Un maestro del horror a quien hemos elogiado antes en Pijama Surf, Sion Sino comenzó a ganar notoriedad internacional por esta cinta en la que un asunto tan polémico como el suicidio es tomado como motivo de una cinta de terror.

 

Kuroneko (Kaneto Shindo, 1968)

En el Japón medieval, un samurái recibe la misión de investigar la muerte de otros guerreros como él, asesinados en circunstancias inexplicables.

Del mismo director de Onibaba, Kuroneko es una cinta que además de representar magistralmente el género del terror, destaca por el uso de las sombras en el desarrollo de la historia para generar ciertos efectos precisos y manipular así las emociones del espectador. Después de todo, en ocasiones el miedo se encuentra más en aquello que no vemos y sólo imaginamos. Kuroneko, por cierto, significa “gato negro” en japonés y, de hecho, el título completo de la cinta es Yabu no Naka no Kuroneko, Un gato negro en un bosque de bambú.

 

Kurutta Ichipeiji (Teinosuke Kinugasa, 1926)

Un hombre se siente culpable por la locura de su esposa, desatada luego de los maltratos que le infligió. Ante esta situación, decide liberarla del manicomio donde está recluida y donde él trabaja como conserje.

Una película silente que, por esto mismo, tal vez sea difícil de apreciar, pero que sin duda vale la pena ver y conocer. Su valor histórico reposa también en el hecho de que se trató de una pieza de vanguardia en la que trabajaron varios artistas japoneses, entre ellos Yasunari Kawabata, Nobel de Literatura en 1968, que escribió la historia original de la cinta y contribuyó en la redacción del guión cinematográfico. 

 

BONUS: Kwaidan

El nombre de Lafcadio Hearn no es muy conocido, pero sin la obra de ese hombre genial (y con una historia personal sumamente interesante), nuestro conocimiento de la cultura japonesa sería muy distinto.
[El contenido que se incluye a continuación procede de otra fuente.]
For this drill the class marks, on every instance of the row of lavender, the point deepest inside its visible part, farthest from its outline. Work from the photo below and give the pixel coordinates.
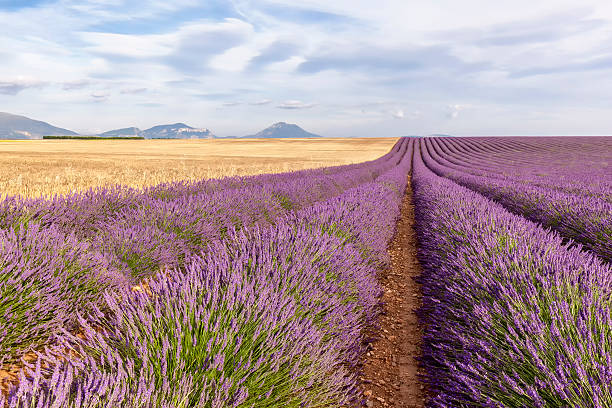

Nacido en Grecia, de padre irlandés, educado en Europa, tuerto y disminuido, redactor en periódicos y revistas estadounidenses, viajero incansable que encontró en Japón lo que tanto había buscado en otras regiones del mundo, Hearn destacó en la escritura y especialmente como contador de historias. Entre otras muchas cosas, relató a su manera algunas leyendas de misterio y horror del folclor japonés, muchas de las cuales escuchó de voz de su esposa, Setsuko Koizumi, y que reunió bajo el título Kwaidan: Stories and Studies of Strange Things (1904). Kwaidan se puede traducir como “historias de fantasmas”.

Una adaptación de cuatro de esas historias se realizó en 1965, bajo la dirección de Masaki Kobayashi, una cinta sumamente celebrada por la crítica.

Por su año de publicación original, 1904, el libro de Hearn es parte ya del dominio público y, por lo mismo, puede encontrarse digitalizado en varios sitios de Internet. En este enlace ofrecemos la versión del sitio The Public Domain Review.

En español la editorial Valdemar, especializada en los géneros del misterio y el terror, publicó hace un par de años la primera selección en nuestro idioma de los cuentos de Hearn, con el título Kwaidan y otras leyendas y cuentos fantásticos de Japón.